Talking about this to software engineers (this is pre vibe-code era), you get a response like "this is too low level and not worth it".
More such talks needed!
scottgg 1 day ago
If you’re already competent with systems languages in keen to _go on a wild deep dive_ into this sort of perf engineering, where’s a good place or good resources to get started ?
[-]
- matt_d 1 day ago
  Start here: "The Microarchitecture of Superscalar Processors," J.E. Smith and G.S. Sohi, Proc. IEEE, vol. 83 (1995) https://doi.org/10.1109/5.476078 https://courses.cs.washington.edu/courses/cse471/01au/ss_cgi...
  It's very brief (so if you only have time to read one thing you won't waste a single minute: it's to the point) and (perhaps surprisingly, given its publication date) highly relevant: In fact, right after reading Section IV.C (AMD K5) you should be able to immediately jump to and understand the microarchitectural diagrams of, say, AMD Zen 2: http://web.archive.org/web/20231213180041/https://en.wikichi... http://web.archive.org/web/20231213180041/https://en.wikichi... ...and any other contemporary CPU.
  Smith & Sohi paper is going to give you great intuition for what's essentially implemented by all modern CPUs: restricted dataflow (RDF) architecture.
  A great follow-up is a short blog post "A whirlwind introduction to dataflow graphs" by Fabian “ryg” Giesen: https://fgiesen.wordpress.com/2018/03/05/a-whirlwind-introdu...
  For context, all superscalar dynamically scheduled (out-of-order) CPUs implement RDF, introduced by Yale Patt's research group's work on High Performance Substrate (HPS). This work pretty much defined the modern concept of a restricted dataflow CPU: breaking complex instructions into smaller micro-operations and dynamically scheduling these to execute out-of-order (or, to be more specific, in a restricted dataflow order) on multiple execution units.
  (If you're curious, the "restricted" part comes from the finite instruction window delimiting the operations to be scheduled, which stems from the finite size of all the physical resources in real hardware, like the ROB/reorder buffer. The "dataflow" comes from having to respect data dependencies, like `A = 1` and `B = 2` having to execute before `C = A + B`, or `MOV A, 1` and `MOV B, 2` having to execute before `ADD C, A, B`; but note that you can freely reorder the aforementioned moves among themselves as long as you execute them before the add: a schedule/execution order of `MOV B, 2; MOV A, 1; ADD C, A, B` is just as valid).
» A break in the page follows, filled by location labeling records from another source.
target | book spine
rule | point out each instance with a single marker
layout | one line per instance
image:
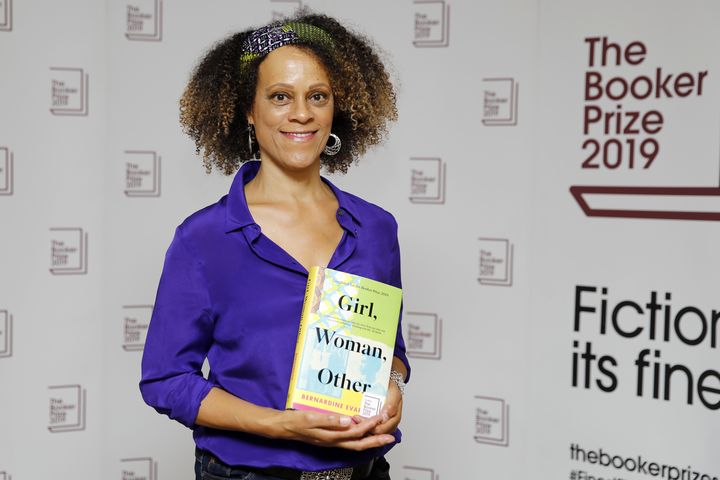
(302, 329)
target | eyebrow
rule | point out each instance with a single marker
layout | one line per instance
(288, 86)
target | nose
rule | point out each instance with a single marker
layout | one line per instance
(300, 111)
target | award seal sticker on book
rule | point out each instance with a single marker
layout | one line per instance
(345, 344)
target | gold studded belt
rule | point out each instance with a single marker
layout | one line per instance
(332, 474)
(345, 473)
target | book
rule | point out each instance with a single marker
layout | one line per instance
(345, 344)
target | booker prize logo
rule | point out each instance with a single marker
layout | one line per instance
(500, 101)
(136, 320)
(6, 171)
(281, 9)
(419, 473)
(5, 334)
(432, 23)
(492, 421)
(67, 408)
(423, 335)
(68, 251)
(621, 119)
(427, 180)
(5, 18)
(142, 173)
(69, 89)
(144, 20)
(142, 468)
(496, 262)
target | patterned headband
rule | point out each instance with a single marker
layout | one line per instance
(266, 39)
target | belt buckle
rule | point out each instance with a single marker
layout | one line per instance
(344, 473)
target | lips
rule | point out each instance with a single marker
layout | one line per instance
(300, 136)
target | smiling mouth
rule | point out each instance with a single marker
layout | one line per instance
(300, 136)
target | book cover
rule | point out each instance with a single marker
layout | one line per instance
(345, 344)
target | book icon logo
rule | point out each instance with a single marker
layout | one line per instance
(492, 421)
(6, 18)
(68, 251)
(6, 171)
(624, 131)
(495, 262)
(143, 468)
(144, 20)
(142, 173)
(419, 473)
(284, 8)
(136, 320)
(427, 180)
(67, 408)
(69, 89)
(5, 334)
(432, 23)
(423, 335)
(668, 203)
(500, 101)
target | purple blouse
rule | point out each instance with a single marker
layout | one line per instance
(230, 294)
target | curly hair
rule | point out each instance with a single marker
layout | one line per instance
(221, 90)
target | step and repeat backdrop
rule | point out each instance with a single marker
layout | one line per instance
(555, 173)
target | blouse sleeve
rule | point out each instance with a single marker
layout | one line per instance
(179, 337)
(396, 280)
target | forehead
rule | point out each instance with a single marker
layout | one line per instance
(293, 65)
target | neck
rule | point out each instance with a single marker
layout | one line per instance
(273, 183)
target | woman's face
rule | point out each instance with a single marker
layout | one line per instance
(293, 108)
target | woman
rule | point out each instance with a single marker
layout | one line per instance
(299, 94)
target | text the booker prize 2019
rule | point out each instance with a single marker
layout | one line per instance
(615, 135)
(658, 321)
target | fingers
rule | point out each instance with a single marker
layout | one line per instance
(372, 441)
(354, 433)
(332, 422)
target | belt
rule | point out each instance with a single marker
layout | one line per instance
(358, 472)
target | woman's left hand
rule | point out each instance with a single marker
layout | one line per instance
(391, 412)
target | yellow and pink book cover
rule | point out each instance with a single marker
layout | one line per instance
(345, 344)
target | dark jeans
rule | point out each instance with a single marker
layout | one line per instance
(209, 467)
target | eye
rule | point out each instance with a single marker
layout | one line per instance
(319, 97)
(280, 98)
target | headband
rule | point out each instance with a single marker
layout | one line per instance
(266, 39)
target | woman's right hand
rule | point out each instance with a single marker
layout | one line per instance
(220, 409)
(327, 430)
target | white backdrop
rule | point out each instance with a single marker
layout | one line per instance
(504, 265)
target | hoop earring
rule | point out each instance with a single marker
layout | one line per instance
(333, 149)
(252, 141)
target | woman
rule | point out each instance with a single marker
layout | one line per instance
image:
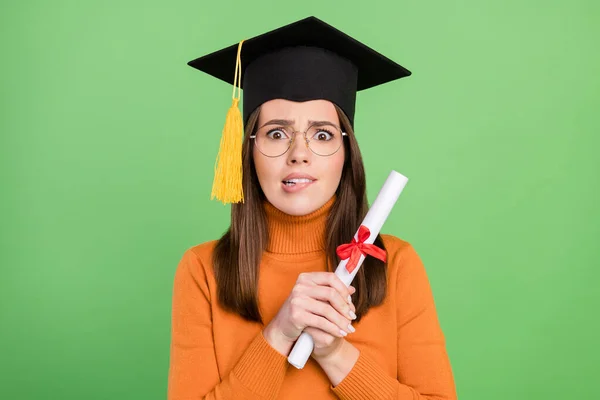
(240, 302)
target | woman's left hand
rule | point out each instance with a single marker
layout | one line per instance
(326, 344)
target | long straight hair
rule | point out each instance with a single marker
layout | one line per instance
(237, 254)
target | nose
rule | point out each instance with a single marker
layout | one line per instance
(299, 153)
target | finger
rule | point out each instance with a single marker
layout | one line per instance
(322, 323)
(326, 278)
(320, 338)
(329, 294)
(324, 309)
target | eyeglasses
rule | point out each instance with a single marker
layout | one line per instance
(323, 139)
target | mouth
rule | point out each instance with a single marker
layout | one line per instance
(295, 185)
(294, 182)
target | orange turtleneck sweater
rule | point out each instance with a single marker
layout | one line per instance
(218, 355)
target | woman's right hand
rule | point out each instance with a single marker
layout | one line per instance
(319, 300)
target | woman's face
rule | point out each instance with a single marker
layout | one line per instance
(324, 172)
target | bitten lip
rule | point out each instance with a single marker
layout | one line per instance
(297, 175)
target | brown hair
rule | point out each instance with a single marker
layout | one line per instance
(238, 252)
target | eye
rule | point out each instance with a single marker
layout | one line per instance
(323, 135)
(277, 134)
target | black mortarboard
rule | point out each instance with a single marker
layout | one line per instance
(305, 60)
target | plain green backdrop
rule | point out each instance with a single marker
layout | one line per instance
(108, 141)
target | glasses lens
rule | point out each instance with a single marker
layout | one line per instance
(273, 140)
(324, 140)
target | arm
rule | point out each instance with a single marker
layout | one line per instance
(424, 371)
(193, 370)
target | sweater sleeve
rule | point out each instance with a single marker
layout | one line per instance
(424, 370)
(193, 369)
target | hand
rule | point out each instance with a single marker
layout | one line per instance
(318, 300)
(326, 344)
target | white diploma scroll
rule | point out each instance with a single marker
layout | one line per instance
(376, 216)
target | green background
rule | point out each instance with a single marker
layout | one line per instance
(108, 141)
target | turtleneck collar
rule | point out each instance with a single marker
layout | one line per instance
(297, 234)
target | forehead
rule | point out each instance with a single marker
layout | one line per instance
(298, 111)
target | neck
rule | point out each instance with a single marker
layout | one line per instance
(297, 234)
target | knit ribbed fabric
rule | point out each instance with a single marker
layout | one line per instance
(293, 234)
(217, 355)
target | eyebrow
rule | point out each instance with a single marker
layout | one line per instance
(291, 122)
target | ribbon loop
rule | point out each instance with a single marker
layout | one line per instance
(356, 248)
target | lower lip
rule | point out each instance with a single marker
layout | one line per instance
(297, 187)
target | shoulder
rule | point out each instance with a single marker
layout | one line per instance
(400, 253)
(197, 260)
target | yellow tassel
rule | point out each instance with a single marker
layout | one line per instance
(227, 184)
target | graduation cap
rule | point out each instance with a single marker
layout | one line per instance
(305, 60)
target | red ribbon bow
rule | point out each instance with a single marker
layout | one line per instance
(354, 249)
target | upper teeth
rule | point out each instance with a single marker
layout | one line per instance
(300, 180)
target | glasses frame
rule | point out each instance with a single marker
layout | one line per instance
(306, 141)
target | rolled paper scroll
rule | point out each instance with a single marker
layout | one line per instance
(361, 245)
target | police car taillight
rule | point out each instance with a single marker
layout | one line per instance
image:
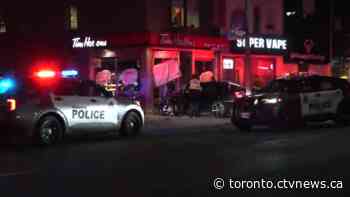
(12, 104)
(69, 73)
(239, 94)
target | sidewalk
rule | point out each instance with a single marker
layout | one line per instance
(183, 123)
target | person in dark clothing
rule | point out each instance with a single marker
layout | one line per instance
(194, 96)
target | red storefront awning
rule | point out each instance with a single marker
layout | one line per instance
(167, 39)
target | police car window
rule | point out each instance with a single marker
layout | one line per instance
(66, 89)
(307, 86)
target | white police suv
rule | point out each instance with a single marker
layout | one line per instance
(52, 105)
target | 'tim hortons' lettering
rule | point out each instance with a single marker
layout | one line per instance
(88, 43)
(263, 43)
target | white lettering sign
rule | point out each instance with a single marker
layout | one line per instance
(263, 43)
(87, 42)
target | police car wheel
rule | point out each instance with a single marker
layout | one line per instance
(50, 131)
(131, 124)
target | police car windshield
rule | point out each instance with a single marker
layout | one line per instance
(282, 85)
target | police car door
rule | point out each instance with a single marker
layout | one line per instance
(310, 98)
(95, 113)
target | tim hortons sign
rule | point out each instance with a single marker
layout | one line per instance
(87, 42)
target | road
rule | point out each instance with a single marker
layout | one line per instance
(179, 157)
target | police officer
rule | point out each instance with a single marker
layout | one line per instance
(195, 90)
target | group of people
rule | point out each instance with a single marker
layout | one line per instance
(191, 99)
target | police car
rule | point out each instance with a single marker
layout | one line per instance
(294, 101)
(52, 105)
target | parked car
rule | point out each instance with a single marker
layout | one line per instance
(217, 98)
(291, 102)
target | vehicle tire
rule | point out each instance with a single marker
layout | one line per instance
(242, 125)
(49, 131)
(218, 109)
(131, 125)
(343, 115)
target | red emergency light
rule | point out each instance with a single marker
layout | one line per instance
(12, 104)
(45, 74)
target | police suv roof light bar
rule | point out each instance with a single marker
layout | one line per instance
(69, 73)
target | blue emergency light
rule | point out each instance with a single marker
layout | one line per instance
(70, 73)
(6, 84)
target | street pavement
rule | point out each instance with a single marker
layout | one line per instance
(180, 156)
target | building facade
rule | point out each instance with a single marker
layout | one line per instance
(147, 36)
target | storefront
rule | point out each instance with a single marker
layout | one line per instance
(153, 61)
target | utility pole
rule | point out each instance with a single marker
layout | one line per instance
(247, 60)
(331, 30)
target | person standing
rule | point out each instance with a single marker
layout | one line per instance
(195, 90)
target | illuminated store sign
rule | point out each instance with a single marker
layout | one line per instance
(87, 42)
(263, 43)
(228, 63)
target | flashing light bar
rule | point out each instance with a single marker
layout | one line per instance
(6, 84)
(12, 104)
(70, 73)
(46, 74)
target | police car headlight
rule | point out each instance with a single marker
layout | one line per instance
(256, 101)
(271, 100)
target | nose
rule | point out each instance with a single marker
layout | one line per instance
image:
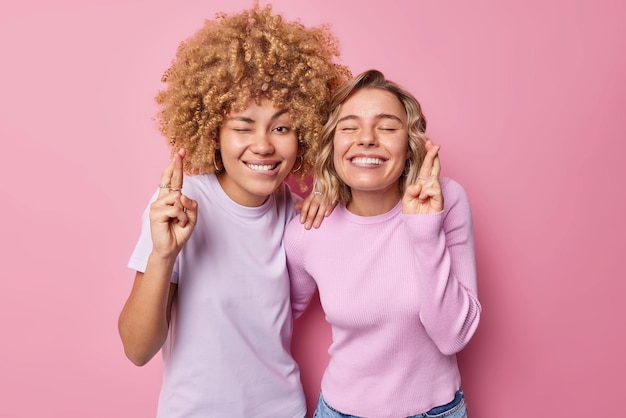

  For the historical background, see "HPS papers: A retrospective", https://www.researchgate.net/publication/308371952_HPS_paper... (Minor per peeve warning:) It also sets the record straight w.r.t. to the RISC being orthogonal to the historical development of modern superscalar out-of-order CPUs: In particular, it's worth noting that the aforementioned micro-operations have absolutely _nothing_ to do with RISC! Another great resource on that is Fabian's video "CPU uArch: Microcode", https://www.youtube.com/watch?v=JpQ6QVgtyGE (also worth noting that micro-operations and microcode are _very_ different concepts; that's also very well covered by the video).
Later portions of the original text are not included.